Is it possible to store images in Elasticsearch clusters? If yes, then is there a resource about the work flow? I checked the following link: https://github.com/kzwang/elasticsearch-image
Since we have to handle large image files (over 500GB), we are planning to use HDFS.
Storing whole images in Elasticsearch will not be very beneficial, because if the image is scaled/cropped and then used as a query, it will give incorrect results. What you need depends on why you want to index these images.
In my case, I need to find if an image after some scaling or cropping, has a close match in my database. I am extracting local descriptors (SIFT/SURF) of images and using them to build an Elasticsearch index. This will reduce the image index size as instead of storing the whole image, only a few features are stored. I will be storing all these images on S3 for now and Elasticsearch will store ids for these images along with the features extracted from them.

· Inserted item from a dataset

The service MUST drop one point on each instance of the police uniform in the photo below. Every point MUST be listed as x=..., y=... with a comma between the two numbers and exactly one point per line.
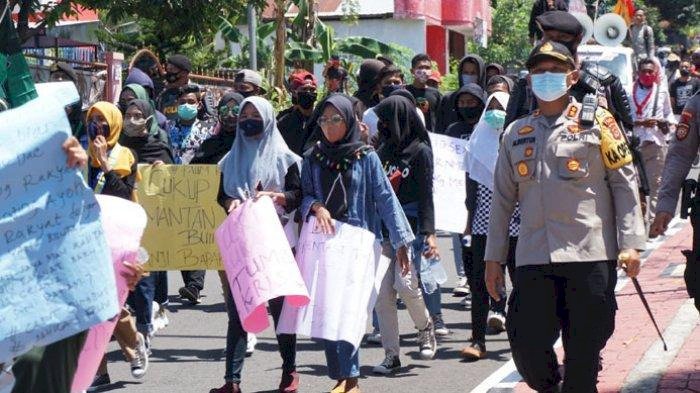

Regarding elasticsearch-image: This plugin has not been updated in a while and the most recent responses to issues were from last year. This plugin integrates LIRE with Elasticsearch, where LIRE provides the functionality of a multiple image fingerprints extractor.
Possible solutions:
Integrate the library OpenCv (to compute feature vectors for an image) and Elasticsearch and build your own index using these image features instead of storing a whole image. For the product architecture, you can get some hints here.
Use an older version of Elasticsearch with a compatible version of elasticsearch-image.
Upgrade elasticsearch-image to work with the latest version of Elasticsearch.
You can also use SOLR along with LireSolr plugin to integrate with the LireSolr library.